Abstract 9169: Down-Regulation of miR-15 Family is Responsible for Overexpression of GATA-4 Mediated Cytoprotection
We have previously reported that mesenchymal stem cells (MSC) preprogrammed to express GATA-4 (MSCGATA-4) significantly increased their survival in ischemic myocardium. However, it is unclear how upregulation of GATA-4 in MSC mediates cytoprotection. MicroRNAs (miR) post-transcriptionally regulate the expression of thousands of distinct mRNAs. While some regulatory interactions help to maintain basal cellular functions, others are likely relevant in more specific settings, such as response to stress. In this study, we transduced GATA-4 into MSC. The expression of miR in MSC was assessed using miR microarray and quantitative real-time PCR. Bcl-2-like 2 (Bcl-w), one protein of miR-15 family targeted genes, was analyzed using qRT-PCR and western blot. Anoxia was used to mimic ischemic injury. FACS for annexin-V labeling cells was used to evaluate cell apoptosis and MTT intake was employed to study MSC survival. Our study indicated that overexpression of GATA-4 modulates the expression of several miR in MSC, including significantly decreased miR-15 family (e.g. miR-15b, miR-16, and miR-195) (Fig. 1). Bcl-2-like-2 (Bcl-w), which is one of target genes of miR-15 family and has an anti-apoptotic effect, was increased in MSCGATA-4. However, overexpression of miR-195 in MSCGATA-4 (MSCGATA-4-miR-195) using a lentiviral vector transfection system significantly reduced Bcl-w compared to that in the negative control miR transfected MSC (MSCGATA-4-miR-NC) (Fig. 2).
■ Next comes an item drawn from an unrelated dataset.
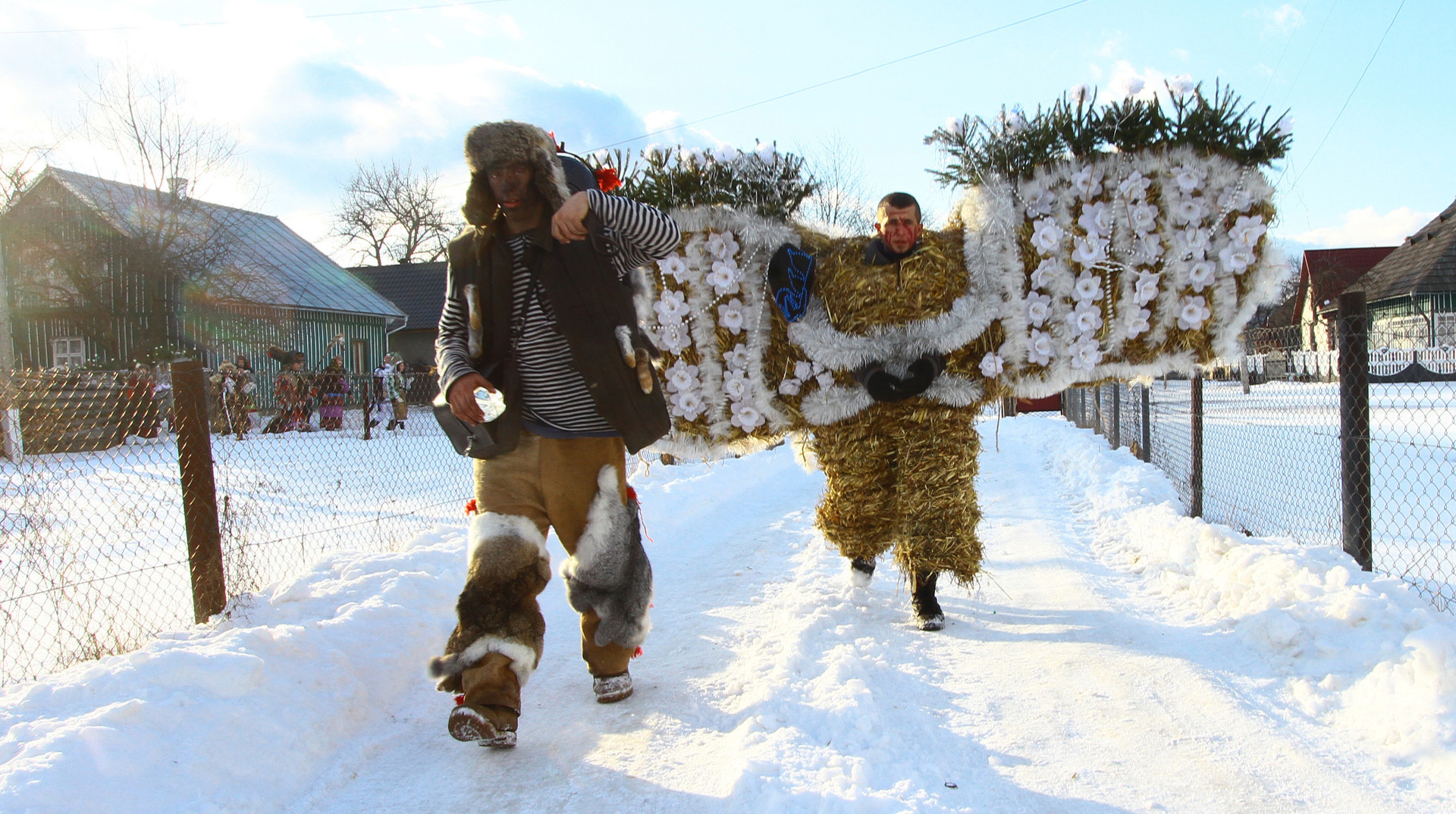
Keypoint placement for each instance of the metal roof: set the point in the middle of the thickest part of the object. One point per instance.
(278, 267)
The apoptosis of MSCGATA-4 following exposed to anoxia for 8 hours was lower than MSCNull, and it was abolished by transfecting miR-195 and siRNA-Bcl-w into MSCGATA-4 (Fig. 3). These results indicate that overexpression of GATA-4 downregulates miR-15 family resulting in upregulation of Bcl-w, responsible for GATA-4 mediated cytoprotection.
- © 2011 by American Heart Association, Inc.